Левашовская пустошь становилась настоящим народным мемориалом, символическим местом памяти о соотечественниках, погибших и пропавших без вести от государственного террора.
Алексей Николаевич Волчёнков узнал, что его родственники и односельчане расстреляны в Ленинграде, а погребены совсем рядом с Новосёлками. Стал работать на Левашовском мемориальном кладбище и 7 мая 1992 года установил памятный крест-голубец.
Архитекторы, общество «Мемориал», Асссоциация жертв необоснованных репрессий и городская администрация последовательно поддерживали инициативу по установке памятных знаков.
6 июня 1993 года раздался звук колокола на звоннице. Её воздвигли работники кладбища, среди них А. Н. Волчёнков, первый директор В. М. Табачников и нынешний директор В. А. Артёменко.
30 октября 1993 года, в день торжественного открытия Русского православного и Польского католического памятников, в бывшем караульном здании была развернута небольшая экспозиция о Большом сталинском терроре, её подготовила член Ассоциации жертв необоснованных репрессий Л. А. Барташевич. С этого времени оставляют здесь записи в Книге посетителей.
В сентябре 1995 и весной 1996 года были приведены в порядок дорожки кладбища. Пожертвованием на проведение этих работ стала часть Государственной премии Лидии Чуковской за книгу «Записки об Анне Ахматовой». «Люди должны ходить по надёжным дорожкам», – сказала Лидия Корнеевна.
Коллектив архитекторов под руководством главного художника города И. Г. Уралова завершил благоустройство кладбища.
15 мая 1996 года мэр Петербурга А. А. Собчак открыл памятник «Молох тоталитаризма» у входа на кладбище.
В 2008 году силами предприятия «Ритуальные услуги» заменены забор (фрагмент предыдущего забора установлен слева от центральной дорожки кладбища), сарай-гараж и звонница.
В 2008 году инициативная группа во главе с настоятелем Князь-Владимирского собора о. Владимиром Сорокиным вновь обратились к идее строительства часовни-памятника или храма при кладбище. В 2009 году Патриарх Кирилл благословил строительство храма Всех Святых, в земле Санкт-Петербургской просиявших. В 2012–2016 Князь-Владимирский собор издал брошюру «Левашовское мемориальное кладбище» на русском, английском, немецком, французском, итальянском, финском, эстонском языках общим тиражом более 30 000 экземпляров. Собирались пожертвования на строительство. Проводились богослужения в дни памятных посещений Левашова. При соборе был создан сайт «Левашовская голгофа». Долгий путь завершился возведением храма в 2017 году.

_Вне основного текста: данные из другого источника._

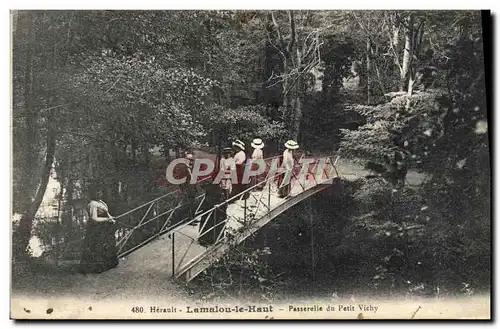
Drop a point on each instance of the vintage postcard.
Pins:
(250, 164)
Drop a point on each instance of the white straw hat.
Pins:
(257, 143)
(239, 144)
(291, 144)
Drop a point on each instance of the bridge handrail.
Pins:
(209, 212)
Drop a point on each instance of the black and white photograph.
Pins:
(250, 164)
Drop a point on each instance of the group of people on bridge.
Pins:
(99, 252)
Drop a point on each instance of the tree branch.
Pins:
(292, 31)
(280, 37)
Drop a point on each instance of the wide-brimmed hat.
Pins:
(291, 144)
(239, 144)
(257, 143)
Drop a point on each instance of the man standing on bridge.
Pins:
(257, 154)
(189, 189)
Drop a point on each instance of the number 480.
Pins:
(137, 309)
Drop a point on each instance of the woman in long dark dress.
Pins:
(211, 227)
(99, 252)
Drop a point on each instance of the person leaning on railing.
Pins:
(227, 165)
(99, 251)
(287, 162)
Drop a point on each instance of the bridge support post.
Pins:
(245, 212)
(269, 196)
(173, 254)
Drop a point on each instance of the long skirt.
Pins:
(99, 251)
(283, 190)
(240, 186)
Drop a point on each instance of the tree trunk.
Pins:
(23, 233)
(30, 159)
(368, 68)
(297, 111)
(407, 54)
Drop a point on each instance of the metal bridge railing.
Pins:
(229, 226)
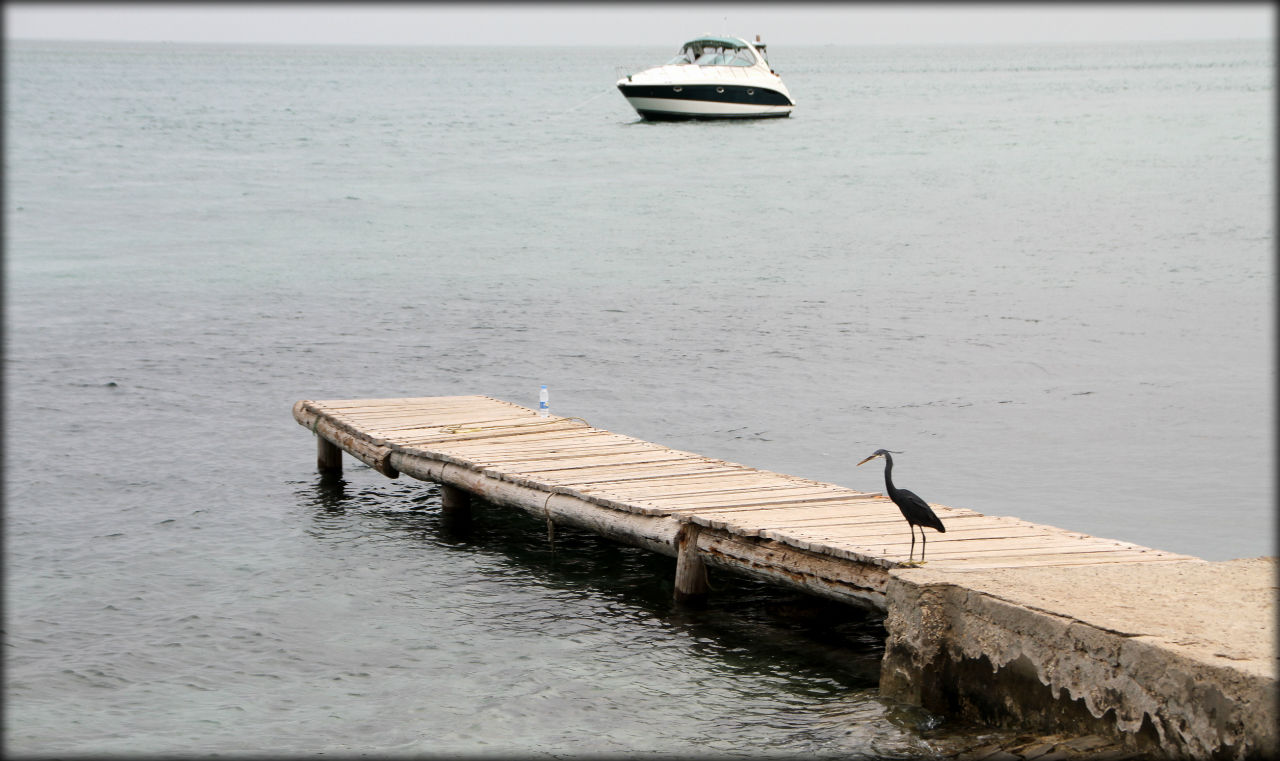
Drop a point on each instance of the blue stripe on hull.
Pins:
(716, 94)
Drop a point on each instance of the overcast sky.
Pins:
(634, 23)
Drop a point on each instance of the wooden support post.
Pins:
(328, 455)
(453, 499)
(690, 571)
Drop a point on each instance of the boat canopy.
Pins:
(716, 51)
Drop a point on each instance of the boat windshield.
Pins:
(707, 53)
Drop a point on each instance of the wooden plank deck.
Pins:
(566, 455)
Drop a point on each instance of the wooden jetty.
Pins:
(828, 539)
(974, 601)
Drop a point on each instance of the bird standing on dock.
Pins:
(914, 509)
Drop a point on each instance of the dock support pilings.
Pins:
(690, 569)
(328, 455)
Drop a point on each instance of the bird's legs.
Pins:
(910, 557)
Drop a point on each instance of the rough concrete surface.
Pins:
(1174, 656)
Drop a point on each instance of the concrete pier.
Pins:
(1010, 622)
(1176, 659)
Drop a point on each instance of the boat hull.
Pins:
(705, 101)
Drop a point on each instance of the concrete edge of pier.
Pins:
(1176, 659)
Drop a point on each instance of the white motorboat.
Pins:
(711, 78)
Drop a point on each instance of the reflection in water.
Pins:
(745, 623)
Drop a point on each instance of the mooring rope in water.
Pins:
(581, 104)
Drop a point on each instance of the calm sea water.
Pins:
(1043, 273)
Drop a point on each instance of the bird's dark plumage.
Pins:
(914, 509)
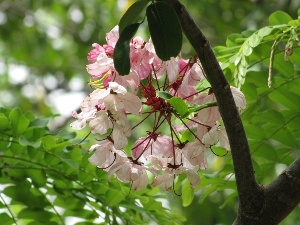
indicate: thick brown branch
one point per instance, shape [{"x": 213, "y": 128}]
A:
[{"x": 250, "y": 193}]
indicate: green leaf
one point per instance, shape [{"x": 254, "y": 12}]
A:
[
  {"x": 39, "y": 215},
  {"x": 264, "y": 31},
  {"x": 278, "y": 18},
  {"x": 247, "y": 50},
  {"x": 38, "y": 177},
  {"x": 179, "y": 105},
  {"x": 122, "y": 49},
  {"x": 187, "y": 194},
  {"x": 19, "y": 122},
  {"x": 254, "y": 40},
  {"x": 4, "y": 122},
  {"x": 132, "y": 14},
  {"x": 23, "y": 141},
  {"x": 286, "y": 98},
  {"x": 165, "y": 30},
  {"x": 6, "y": 219}
]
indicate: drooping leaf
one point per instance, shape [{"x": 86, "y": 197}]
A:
[
  {"x": 25, "y": 142},
  {"x": 132, "y": 14},
  {"x": 165, "y": 30},
  {"x": 279, "y": 17},
  {"x": 6, "y": 219},
  {"x": 19, "y": 122},
  {"x": 4, "y": 122},
  {"x": 114, "y": 197},
  {"x": 179, "y": 105},
  {"x": 122, "y": 49},
  {"x": 187, "y": 194}
]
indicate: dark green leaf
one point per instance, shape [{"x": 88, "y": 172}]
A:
[
  {"x": 39, "y": 215},
  {"x": 132, "y": 14},
  {"x": 187, "y": 194},
  {"x": 278, "y": 18},
  {"x": 122, "y": 49},
  {"x": 19, "y": 122},
  {"x": 6, "y": 219},
  {"x": 23, "y": 141},
  {"x": 165, "y": 30},
  {"x": 114, "y": 197},
  {"x": 4, "y": 122}
]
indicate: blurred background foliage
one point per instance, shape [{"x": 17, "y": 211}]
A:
[{"x": 43, "y": 48}]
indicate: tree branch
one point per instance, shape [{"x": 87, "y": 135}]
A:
[
  {"x": 250, "y": 193},
  {"x": 282, "y": 194}
]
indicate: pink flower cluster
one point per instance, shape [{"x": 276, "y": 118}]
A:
[{"x": 161, "y": 151}]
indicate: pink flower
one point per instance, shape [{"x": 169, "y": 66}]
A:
[
  {"x": 160, "y": 146},
  {"x": 210, "y": 115},
  {"x": 102, "y": 65},
  {"x": 194, "y": 153},
  {"x": 216, "y": 134},
  {"x": 94, "y": 53},
  {"x": 130, "y": 171},
  {"x": 166, "y": 170},
  {"x": 105, "y": 155}
]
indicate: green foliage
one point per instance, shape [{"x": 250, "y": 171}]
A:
[
  {"x": 122, "y": 49},
  {"x": 132, "y": 14},
  {"x": 165, "y": 30},
  {"x": 258, "y": 45},
  {"x": 272, "y": 114},
  {"x": 46, "y": 178}
]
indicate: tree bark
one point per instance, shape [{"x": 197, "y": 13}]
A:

В 2015 году Левашовское мемориальное кладбище признано объектом культурного наследия регионального значения – достопримечательным местом.
Левашовская пустошь подобна Бутову и Коммунарке под Москвой, Кáтыни под Смоленском, Медному под Тверью, Сандармоху и Красному Бору в Карелии, Дубóвке под Воронежем, Зауральной Роще под Оренбургом, Каштаку и Колпашевскому Яру в Томской области, Селифонтову под Ярославлем, Двенадцатому километру под Екатеринбургом, Быковне под Киевом, Куропатам под Минском и множеству других мест памяти о советском геноциде, найденных и ненайденных.